Overall, the multilocus measures of diversity are much less sensitive to the variation in F values than the monolocus measures (comparison of Figures 3 and 1). For the U- and inverse J-shaped frequency profiles, the mean values of diversity do not vary as a function of F. There is a slight increase of H as a function of F in the case of the inverse U-shaped profile, and a slight decrease for the J-shaped profile. In the two latter cases, the diversity measures remain unchanged over a wide range of F values. For example, for F varying between −0.2 and 0.2 (corresponding to a preferentially out-crossed species), or for F varying between 0.8 to 1 (corresponding to a preferentially selfed species), changes of H remain extremely low. Variance due to the stochastic sampling of loci is highest for the J-shaped profiles, corresponding to the case when most of the AFLP fragments exhibit low Q values. In such cases, the estimation of allele frequencies can also be strongly biased and their sampling variance inflated (Lynch and Milligan, 1994).

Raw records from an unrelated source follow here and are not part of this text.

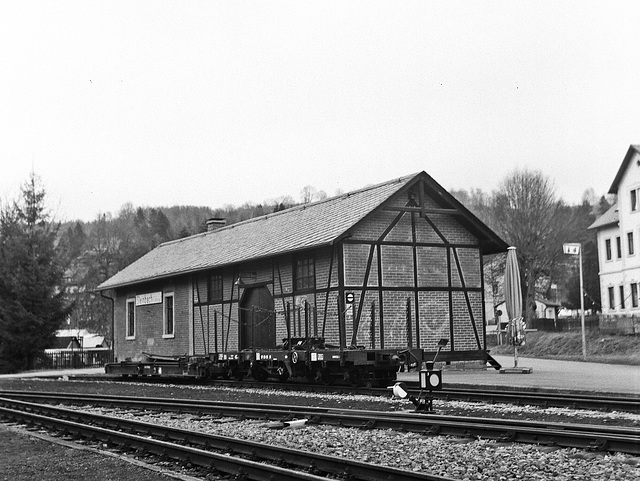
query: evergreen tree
[0,173,71,372]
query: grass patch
[487,331,640,365]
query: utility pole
[562,244,587,361]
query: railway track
[0,398,452,481]
[0,391,640,455]
[71,376,640,413]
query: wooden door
[240,287,276,349]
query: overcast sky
[0,0,640,221]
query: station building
[98,172,507,361]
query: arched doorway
[240,287,276,349]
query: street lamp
[562,244,587,361]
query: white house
[589,145,640,315]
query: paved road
[443,356,640,396]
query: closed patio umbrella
[504,247,524,368]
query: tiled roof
[588,202,620,229]
[98,174,417,289]
[98,172,506,290]
[609,144,640,194]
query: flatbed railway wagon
[98,172,507,385]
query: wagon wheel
[227,366,244,381]
[251,365,269,382]
[278,369,289,382]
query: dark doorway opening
[240,287,276,349]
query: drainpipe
[100,291,116,362]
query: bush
[487,331,640,365]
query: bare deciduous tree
[493,170,574,319]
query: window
[209,274,222,302]
[162,294,174,337]
[125,299,136,339]
[609,287,616,311]
[296,253,316,291]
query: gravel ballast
[0,381,640,481]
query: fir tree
[0,173,71,372]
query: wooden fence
[36,347,113,369]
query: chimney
[207,217,227,232]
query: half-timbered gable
[99,172,506,360]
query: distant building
[589,145,640,315]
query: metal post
[370,301,376,349]
[578,245,587,361]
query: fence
[527,315,640,335]
[600,315,640,336]
[36,347,113,369]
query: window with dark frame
[127,299,136,337]
[609,287,616,311]
[209,273,223,302]
[296,257,316,291]
[164,294,174,336]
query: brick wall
[114,276,192,360]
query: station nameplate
[136,291,162,306]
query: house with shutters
[98,172,507,361]
[589,145,640,315]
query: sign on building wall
[562,244,580,255]
[136,291,162,306]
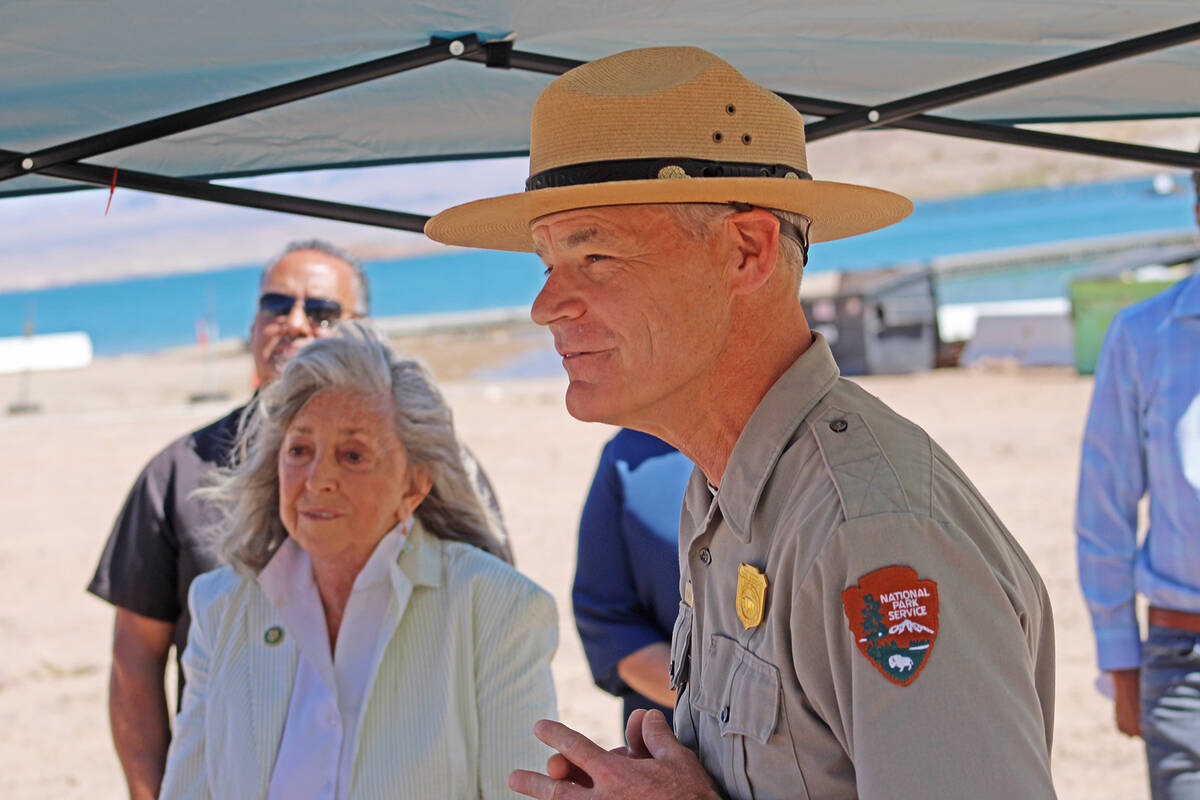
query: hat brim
[425,178,912,252]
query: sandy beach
[0,327,1146,800]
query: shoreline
[0,326,1146,800]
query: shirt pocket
[696,633,780,745]
[668,602,692,692]
[694,633,809,800]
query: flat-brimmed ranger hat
[425,47,912,251]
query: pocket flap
[696,634,781,745]
[670,602,692,691]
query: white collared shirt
[258,517,413,800]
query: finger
[642,709,683,758]
[625,709,650,758]
[546,753,592,788]
[533,715,609,775]
[509,770,587,800]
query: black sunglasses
[258,291,342,327]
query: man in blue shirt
[571,428,692,729]
[1075,164,1200,800]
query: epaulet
[809,407,911,519]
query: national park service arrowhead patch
[841,565,937,686]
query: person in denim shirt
[1075,164,1200,800]
[571,428,694,723]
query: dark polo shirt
[88,407,246,692]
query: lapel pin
[263,625,283,648]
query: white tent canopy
[0,0,1200,228]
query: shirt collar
[716,332,839,542]
[350,517,413,594]
[392,517,443,587]
[258,517,415,608]
[1171,271,1200,317]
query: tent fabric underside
[0,0,1200,194]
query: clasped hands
[509,709,720,800]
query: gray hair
[206,320,512,572]
[670,203,812,285]
[258,239,371,317]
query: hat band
[526,158,812,192]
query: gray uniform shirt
[672,336,1054,800]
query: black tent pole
[779,92,1200,169]
[0,150,428,233]
[464,45,1200,169]
[806,22,1200,142]
[0,34,480,181]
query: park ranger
[426,48,1054,800]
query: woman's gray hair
[197,320,512,572]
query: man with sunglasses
[88,240,498,800]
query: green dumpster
[1070,279,1176,375]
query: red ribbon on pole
[104,167,116,217]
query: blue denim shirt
[1075,275,1200,670]
[571,429,692,720]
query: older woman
[162,323,557,800]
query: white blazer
[160,523,558,800]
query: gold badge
[738,564,767,630]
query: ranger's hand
[1110,669,1141,736]
[509,711,720,800]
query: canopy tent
[0,0,1200,230]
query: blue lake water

We also explored other theoretical cases for each of the four categories of frequency profiles (U, inverse U, J and inverse J). The results shown in Figure 3 are consistent across most of the cases investigated (data not shown), with a few exceptions. For the J- and U-shaped profiles, when the profiles are characterized by an extremely large proportion of fragments with high frequencies (eg a=b=0.2 for the U shaped, a=2 and b=0.2 for the J shaped), then H decreases with increasing values of F. Similarly for the inverse J profiles, H increases as a function of F, when the proportion of fragments present in high frequency increases (eg a=0.2 and b=2).
Case studies: genetic diversity of neotropical trees
Following the same strategy as in theoretical cases, we estimated genetic diversity for 10 tree species distributed throughout Central and South America with contrasting distributional ranges (from local to continental). For seven out of the 10 species, surveys of AFLP diversity were available for several populations (Table 1). In this study, we bulked all material coming from different populations into a single population (species level) for which diversity was estimated. This is because our investigations are mainly concerned with the impact of the frequency profile on the estimation of diversity and not the comparison of diversity among species. As a result, the fixation index (F) to be considered is FIT, cumulating both the within- and among-population deviations of Hardy–Weinberg equilibrium. Diversity (H) was estimated using the Bayesian method of Zhivotovsky (1999), taking as a prior distribution of Q the observed value of Q in the species. As shown by Zhivotovsky (1999), this method is the least biased estimation procedure, especially when Q is small. Computations of H and the corresponding sampling variances were carried out according to Vekemans et al (2002). Diversity was estimated by considering successive values of F ranging between −0.3 and 1. The frequency profiles of the 10 species (Figure 4) fitted to one of the four theoretical cases considered earlier (ie U, inverse U, J, inverse J; Figure 3), with slight deviations from these general patterns for Anacardium, Cedrela and Voschysia.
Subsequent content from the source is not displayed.